第10話:私がタイトルを書いている時は知らなかった……。

 あらすじ。それはあらすじ。私はあらすじ。君もあらすじ。

 あらすじ……。


 ――学生寮自室


「はぁ、先が思いやられる……」


「すみません……」


 私達はさっき迷子になった。この部屋の近くで……


「気にしないで。ま、まあ次はきっと……」


 私がそういうも、いつもの体育座りで顔をうずめてしまった。


「だ、大丈夫だから! それより、他のルームメイトはいつ来るの……?」


「はい。チブキさんは上のベット。で、アリルさんはまだ帰って来てません。」


「なるほど。チブキさんとアリルさんっていうんだ……って!」


 私はすかさず空のはずのベットを見る。

 向かいのべットの上段。そこには……


「誰もいないじゃん」


「ああ、チブキさん。その人はイアさんです。とっても良い人ですよ」


 レーンがそう言うと……何もなかったはずのベットに人影ができた。


「ど、どうも。わ、たしは、チブキ、よろし、く」


「よろしく」


「綺麗」

 そう思ってしまうほどのきれいな黒髪。レーンと比べてみると、レーンは緑髪。

 で身長は多分百五十センチぐらい。そしてこの人は百六十ぐらいの身長に整った顔だち、大きい胸……。


「え、えーっと……?」


「あ、ああごめんなさい。
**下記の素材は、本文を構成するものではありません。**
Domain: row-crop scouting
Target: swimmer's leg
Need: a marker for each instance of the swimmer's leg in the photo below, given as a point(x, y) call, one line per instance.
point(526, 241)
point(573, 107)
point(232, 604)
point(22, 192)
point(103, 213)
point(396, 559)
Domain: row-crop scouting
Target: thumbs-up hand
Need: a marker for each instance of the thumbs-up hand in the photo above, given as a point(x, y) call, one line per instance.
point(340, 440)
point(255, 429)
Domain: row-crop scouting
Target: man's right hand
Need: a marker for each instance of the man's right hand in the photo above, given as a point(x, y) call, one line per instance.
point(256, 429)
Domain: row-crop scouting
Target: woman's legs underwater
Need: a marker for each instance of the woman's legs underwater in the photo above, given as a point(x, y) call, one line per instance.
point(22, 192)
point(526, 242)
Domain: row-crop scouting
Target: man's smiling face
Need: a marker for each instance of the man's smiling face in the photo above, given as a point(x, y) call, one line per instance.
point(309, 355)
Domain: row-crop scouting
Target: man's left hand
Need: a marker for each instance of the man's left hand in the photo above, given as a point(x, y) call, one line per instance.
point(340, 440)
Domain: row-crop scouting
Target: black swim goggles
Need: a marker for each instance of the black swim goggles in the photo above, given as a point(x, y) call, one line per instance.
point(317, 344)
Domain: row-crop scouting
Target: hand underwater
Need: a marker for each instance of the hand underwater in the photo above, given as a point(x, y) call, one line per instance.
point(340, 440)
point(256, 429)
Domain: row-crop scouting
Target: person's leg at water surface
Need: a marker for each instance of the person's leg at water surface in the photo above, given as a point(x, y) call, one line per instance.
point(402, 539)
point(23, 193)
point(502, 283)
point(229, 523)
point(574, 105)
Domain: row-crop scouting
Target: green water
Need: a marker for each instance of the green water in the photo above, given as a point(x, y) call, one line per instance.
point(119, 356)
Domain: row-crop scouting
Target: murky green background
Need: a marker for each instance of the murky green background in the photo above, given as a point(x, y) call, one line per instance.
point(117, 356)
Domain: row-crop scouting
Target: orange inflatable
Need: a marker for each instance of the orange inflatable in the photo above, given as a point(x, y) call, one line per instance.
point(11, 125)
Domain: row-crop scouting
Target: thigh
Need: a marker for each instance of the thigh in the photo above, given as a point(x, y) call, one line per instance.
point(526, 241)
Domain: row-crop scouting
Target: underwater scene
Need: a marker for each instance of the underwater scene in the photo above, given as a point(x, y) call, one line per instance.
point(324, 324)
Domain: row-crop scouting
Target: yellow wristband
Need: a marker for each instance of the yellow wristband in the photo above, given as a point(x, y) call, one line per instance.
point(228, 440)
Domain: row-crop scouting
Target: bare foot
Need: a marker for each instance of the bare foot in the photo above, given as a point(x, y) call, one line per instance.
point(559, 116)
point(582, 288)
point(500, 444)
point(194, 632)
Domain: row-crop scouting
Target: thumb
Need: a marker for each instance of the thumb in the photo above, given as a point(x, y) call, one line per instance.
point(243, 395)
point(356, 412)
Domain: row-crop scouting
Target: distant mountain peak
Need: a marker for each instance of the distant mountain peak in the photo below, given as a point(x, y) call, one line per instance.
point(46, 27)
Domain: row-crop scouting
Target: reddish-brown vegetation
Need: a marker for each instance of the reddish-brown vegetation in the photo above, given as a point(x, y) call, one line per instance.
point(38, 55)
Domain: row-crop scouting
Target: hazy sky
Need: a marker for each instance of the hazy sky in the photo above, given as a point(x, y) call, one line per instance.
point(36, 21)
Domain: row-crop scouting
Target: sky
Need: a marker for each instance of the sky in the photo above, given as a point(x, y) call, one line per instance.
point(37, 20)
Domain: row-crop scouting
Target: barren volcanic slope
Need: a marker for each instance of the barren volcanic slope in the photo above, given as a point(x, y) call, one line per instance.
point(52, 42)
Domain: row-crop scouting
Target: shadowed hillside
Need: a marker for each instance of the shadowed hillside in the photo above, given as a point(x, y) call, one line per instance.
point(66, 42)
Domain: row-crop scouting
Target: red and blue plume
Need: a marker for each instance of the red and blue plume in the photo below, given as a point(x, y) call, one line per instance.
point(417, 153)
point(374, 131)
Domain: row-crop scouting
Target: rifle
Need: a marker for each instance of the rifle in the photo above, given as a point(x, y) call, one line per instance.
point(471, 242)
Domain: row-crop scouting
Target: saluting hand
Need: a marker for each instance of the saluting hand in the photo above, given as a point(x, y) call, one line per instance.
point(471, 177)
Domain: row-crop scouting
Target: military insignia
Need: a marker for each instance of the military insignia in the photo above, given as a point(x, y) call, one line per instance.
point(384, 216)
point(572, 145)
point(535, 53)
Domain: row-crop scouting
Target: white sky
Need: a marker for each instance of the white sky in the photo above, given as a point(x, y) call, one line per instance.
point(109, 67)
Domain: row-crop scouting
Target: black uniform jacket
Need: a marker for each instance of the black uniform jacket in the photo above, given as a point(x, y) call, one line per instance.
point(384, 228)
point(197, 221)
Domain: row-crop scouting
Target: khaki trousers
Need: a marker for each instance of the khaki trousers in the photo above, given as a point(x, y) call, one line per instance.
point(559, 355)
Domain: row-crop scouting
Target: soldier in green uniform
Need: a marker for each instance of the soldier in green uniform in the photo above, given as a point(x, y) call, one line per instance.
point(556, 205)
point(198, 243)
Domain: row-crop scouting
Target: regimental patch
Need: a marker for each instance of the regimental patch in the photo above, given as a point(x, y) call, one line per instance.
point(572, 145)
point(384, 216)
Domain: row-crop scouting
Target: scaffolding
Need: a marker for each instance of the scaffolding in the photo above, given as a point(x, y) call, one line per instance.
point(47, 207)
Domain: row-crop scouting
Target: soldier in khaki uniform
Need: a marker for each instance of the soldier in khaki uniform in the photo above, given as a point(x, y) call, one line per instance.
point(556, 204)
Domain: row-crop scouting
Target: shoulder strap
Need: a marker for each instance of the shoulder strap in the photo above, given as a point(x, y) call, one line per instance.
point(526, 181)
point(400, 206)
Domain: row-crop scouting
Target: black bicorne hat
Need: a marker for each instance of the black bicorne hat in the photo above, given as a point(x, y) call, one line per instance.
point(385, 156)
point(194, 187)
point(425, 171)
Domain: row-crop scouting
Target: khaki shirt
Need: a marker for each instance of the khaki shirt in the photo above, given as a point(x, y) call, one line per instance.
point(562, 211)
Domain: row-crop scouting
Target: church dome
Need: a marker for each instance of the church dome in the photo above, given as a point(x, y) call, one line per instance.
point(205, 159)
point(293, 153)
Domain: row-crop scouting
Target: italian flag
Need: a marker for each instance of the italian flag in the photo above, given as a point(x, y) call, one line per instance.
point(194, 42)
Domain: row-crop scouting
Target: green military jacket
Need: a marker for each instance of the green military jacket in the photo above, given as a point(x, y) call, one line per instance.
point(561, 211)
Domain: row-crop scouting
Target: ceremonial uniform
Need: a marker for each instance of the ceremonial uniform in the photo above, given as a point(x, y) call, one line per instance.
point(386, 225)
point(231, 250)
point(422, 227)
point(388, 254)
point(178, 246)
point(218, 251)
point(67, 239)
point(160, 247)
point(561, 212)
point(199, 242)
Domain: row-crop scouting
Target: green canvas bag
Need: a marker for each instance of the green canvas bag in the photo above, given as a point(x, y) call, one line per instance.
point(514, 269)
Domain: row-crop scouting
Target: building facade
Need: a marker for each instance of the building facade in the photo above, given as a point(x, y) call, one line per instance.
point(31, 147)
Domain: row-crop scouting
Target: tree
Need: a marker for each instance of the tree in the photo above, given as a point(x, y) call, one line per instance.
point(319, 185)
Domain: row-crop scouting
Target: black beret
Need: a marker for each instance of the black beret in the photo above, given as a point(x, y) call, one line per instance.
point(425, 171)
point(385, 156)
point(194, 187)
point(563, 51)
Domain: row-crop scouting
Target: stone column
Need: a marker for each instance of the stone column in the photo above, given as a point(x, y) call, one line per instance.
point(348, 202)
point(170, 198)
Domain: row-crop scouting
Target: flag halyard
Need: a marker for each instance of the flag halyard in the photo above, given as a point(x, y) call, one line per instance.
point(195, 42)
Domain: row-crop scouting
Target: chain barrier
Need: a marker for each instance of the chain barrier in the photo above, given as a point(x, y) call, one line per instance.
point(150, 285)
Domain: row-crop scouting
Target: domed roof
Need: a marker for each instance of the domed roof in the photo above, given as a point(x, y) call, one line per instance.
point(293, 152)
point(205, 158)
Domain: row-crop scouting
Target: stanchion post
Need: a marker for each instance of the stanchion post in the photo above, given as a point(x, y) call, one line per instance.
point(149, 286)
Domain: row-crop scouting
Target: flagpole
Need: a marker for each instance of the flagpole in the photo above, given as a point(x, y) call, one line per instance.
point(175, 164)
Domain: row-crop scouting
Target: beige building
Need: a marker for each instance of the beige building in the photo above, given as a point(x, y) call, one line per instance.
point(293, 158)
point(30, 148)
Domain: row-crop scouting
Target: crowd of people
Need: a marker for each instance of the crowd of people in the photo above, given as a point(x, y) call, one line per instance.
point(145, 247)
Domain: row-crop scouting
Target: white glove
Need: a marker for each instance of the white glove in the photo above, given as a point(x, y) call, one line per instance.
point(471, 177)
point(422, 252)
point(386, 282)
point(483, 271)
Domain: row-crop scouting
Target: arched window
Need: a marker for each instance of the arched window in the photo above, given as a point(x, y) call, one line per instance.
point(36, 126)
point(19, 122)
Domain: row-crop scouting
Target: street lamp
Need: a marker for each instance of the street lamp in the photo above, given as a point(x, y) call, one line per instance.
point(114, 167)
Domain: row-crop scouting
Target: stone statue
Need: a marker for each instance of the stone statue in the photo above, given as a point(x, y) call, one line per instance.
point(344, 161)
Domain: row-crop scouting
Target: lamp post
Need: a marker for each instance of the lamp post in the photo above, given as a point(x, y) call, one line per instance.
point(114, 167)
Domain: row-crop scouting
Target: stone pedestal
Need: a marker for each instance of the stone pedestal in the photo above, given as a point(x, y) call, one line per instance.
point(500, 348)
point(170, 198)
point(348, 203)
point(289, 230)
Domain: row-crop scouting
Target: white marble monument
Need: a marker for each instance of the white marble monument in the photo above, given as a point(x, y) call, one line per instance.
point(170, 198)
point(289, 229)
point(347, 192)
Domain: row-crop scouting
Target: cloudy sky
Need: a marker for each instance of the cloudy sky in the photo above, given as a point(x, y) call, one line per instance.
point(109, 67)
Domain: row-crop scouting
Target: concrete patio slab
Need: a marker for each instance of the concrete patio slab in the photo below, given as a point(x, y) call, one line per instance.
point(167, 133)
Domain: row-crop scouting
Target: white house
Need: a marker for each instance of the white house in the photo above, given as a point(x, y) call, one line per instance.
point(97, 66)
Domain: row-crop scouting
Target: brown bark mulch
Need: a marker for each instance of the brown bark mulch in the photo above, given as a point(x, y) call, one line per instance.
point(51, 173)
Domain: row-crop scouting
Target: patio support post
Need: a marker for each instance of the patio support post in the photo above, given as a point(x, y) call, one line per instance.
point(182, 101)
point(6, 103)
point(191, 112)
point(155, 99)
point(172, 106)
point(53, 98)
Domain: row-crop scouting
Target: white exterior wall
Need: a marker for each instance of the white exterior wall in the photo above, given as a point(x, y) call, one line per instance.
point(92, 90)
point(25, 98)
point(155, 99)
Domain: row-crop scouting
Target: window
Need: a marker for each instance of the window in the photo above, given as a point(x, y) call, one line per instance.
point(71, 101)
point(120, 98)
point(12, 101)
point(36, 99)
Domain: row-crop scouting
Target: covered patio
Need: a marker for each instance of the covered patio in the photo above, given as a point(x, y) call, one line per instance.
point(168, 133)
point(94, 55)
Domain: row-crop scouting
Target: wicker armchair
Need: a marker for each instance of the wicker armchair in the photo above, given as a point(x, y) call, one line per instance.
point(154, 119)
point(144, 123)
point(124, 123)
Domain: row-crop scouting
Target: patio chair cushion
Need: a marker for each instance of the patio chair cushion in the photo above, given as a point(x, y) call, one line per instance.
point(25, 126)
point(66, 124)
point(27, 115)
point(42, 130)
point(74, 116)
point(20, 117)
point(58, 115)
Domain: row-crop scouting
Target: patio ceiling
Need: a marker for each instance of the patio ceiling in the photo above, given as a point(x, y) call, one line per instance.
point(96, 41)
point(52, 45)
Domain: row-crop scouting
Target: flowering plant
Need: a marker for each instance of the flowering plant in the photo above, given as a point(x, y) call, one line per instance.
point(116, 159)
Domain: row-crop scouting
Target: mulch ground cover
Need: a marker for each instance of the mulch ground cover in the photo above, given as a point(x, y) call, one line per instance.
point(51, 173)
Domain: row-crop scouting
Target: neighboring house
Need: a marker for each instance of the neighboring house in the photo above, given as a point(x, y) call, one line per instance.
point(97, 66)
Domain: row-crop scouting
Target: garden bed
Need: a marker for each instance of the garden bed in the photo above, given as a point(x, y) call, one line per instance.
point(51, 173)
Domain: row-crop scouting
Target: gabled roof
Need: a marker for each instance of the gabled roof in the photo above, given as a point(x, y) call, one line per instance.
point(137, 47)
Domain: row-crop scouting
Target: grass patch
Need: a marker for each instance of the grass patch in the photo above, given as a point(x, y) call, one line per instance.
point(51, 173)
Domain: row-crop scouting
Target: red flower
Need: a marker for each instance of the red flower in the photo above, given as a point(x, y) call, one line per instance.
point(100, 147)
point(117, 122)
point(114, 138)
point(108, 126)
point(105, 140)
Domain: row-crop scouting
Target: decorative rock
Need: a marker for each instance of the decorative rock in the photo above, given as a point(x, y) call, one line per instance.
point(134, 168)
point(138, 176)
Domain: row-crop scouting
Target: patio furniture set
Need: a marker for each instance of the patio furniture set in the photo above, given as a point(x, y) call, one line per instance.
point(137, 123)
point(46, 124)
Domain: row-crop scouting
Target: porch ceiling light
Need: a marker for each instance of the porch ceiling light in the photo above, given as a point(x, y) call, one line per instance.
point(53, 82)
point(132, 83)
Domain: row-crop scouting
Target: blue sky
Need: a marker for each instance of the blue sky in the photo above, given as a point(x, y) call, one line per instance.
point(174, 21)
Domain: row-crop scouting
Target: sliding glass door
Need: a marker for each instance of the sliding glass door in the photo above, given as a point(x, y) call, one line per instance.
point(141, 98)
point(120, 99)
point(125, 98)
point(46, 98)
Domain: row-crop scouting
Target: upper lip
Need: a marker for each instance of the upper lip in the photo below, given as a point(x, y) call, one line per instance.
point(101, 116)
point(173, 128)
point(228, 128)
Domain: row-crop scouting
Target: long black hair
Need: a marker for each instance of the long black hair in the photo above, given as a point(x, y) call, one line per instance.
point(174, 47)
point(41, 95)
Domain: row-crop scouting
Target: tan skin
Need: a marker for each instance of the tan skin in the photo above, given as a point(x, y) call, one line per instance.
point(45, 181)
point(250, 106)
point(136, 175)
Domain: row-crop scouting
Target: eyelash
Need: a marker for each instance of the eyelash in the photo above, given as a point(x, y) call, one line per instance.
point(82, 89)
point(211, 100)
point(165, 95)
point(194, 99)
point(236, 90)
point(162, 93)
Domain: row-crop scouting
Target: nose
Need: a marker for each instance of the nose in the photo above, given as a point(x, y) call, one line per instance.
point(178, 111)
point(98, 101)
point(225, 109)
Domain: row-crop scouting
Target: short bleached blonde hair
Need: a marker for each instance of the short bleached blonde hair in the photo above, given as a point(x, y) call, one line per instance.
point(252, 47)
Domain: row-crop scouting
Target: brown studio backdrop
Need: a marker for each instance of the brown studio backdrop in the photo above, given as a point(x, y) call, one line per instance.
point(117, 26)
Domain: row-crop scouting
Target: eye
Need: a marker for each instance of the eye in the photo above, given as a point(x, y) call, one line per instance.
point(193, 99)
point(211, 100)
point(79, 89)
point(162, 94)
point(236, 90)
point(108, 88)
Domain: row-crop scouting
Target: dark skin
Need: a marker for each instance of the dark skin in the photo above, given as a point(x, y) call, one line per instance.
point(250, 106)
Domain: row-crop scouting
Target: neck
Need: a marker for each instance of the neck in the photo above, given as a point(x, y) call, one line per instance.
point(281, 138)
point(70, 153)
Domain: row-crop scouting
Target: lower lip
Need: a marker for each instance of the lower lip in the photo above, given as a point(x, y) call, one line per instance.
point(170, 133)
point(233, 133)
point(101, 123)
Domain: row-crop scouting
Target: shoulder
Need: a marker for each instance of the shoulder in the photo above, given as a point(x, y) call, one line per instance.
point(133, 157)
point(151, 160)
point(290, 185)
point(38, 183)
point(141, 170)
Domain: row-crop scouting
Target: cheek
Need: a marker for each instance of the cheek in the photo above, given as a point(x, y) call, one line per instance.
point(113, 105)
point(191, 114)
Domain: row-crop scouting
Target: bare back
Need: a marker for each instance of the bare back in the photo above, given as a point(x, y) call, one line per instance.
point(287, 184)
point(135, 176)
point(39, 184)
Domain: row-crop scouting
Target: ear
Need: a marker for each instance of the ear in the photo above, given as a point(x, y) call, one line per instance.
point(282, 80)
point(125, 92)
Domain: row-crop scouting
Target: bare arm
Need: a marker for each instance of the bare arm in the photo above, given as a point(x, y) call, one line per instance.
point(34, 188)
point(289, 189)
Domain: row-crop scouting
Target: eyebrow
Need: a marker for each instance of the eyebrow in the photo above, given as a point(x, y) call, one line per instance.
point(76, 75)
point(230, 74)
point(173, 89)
ちょっと気になってね。さっきまでいなかったはずなのになんで?」


「イアちゃんそれはね、チブキちゃんの能力、認承阻害の影響だよ! すごいんだよー、認めた相手じゃない限り姿を認識出来ないの!」


「う、うん。でもね制限があるの」


「制限? まあ確かに強力な能力だし……」


「私、能力を使っている時は物体に触れないの」


「なるほど」


 やはり、強い能力には代償があるものだな。ていうか、その代償がなかったら最強、一人で世界落とせるじゃん。


「よろしくね!」


「う、うん」


 私はたくさんお話をした。例えば、好きな食べ物なんてことだったり……。


「あはは。いやーここへ来る前は不安だったけど楽し……」


「きゃぁぁぁ」

 突然の外からの悲鳴。私達は外に出て見てみると……。


「私の胸がぁぁぁ!!」


「私のもぉ!」


 胸部を押さえた人たちが床に崩れ落ちていた。


「あのー? 何があったんですか?」

 レーンは近くにいた人に尋ねる。


「突然胸が、胸が! なくなったの!!」


 なるほどー!!って、胸?

「どういうことですか?」


「たまたま歩いていただけで特に何もしてないです」


 私達は他の人にも訪ねてみる。だけど皆一貫して『たまたま歩いていただけ』と言う

 そんな中私達は寮母さんがあわあわしているのを見つけた。


「寮母さん……? って!」

 寮母さんの姿がいつもと違う。特に、胸が。寮母さんは間違いなくFはあった。それが今は……。


「何が起きているの?」

 私には影響がない。それにレーンとチブキも。分からない。何が起きているんだ……?


「た、多分、アイツのせい」

「うん絶対そうだよね」


 レーンとチブキは顔を見合わせ言った。

 あいつとは?


「ちょっとまっててくださいね。今連れてきます」

 そう言うとレーンは子犬に擬態し、駆けていった。


「れ、レーン。また迷子に……。待って!」

 そして迷子にならないようチブキも行った。

 


 少し時が経ち、レーン達は帰ってきた。


「えーっと、その子は?」


 手にはロープで固く縛られた女の子がいた。


「この騒動の犯人だよ」


「ほ、ほら。は、早く戻してあげなよ」


「しょうがないわね! ほら、戻したわよ」


 そう言うと、皆に胸が戻っていった。


 そして立ち上がり、こちらに詰め寄ってきた。


「やってくれたわね、エルア!」

「あんた何回目?」

「本当に怖いんだからね!」


 皆一言ずつ不満をぶつけていく。そして皆部屋に戻って行った。


「で、どういうこと?」


「ほら、エルアちゃん。説明して」


 レーンに言われふてくされながら言った。


「ほう。貴様、我の名を知りたいのか?」


「いや別に」


「ほ、ほう。良いだろう特別に教えてやろう知ったからには汝に災いが降り注ぐだろう」


「望むところだ」


「調子狂うな。まあ良い、我の名はエルア。神よりこの世の理不尽を滅するために召喚された堕天使だ」


「じ、自称だからね」

 レーンが補足する。


「なに。貴様も召喚された身か」

 このノリ割と面白い。乗っておこう


「ほう。貴様もか、ならば我らは同じ使命を与えられしもの。特別に私のことを教えてやろう」


 そう言うとエルアは目を手で押さえながら言った。


「我に秘められしその力。それは呪いだ。具体的には人の身体を弱化する。特に胸を得意としている。巨乳殺しソウルブレイカーの二つ名を持っている。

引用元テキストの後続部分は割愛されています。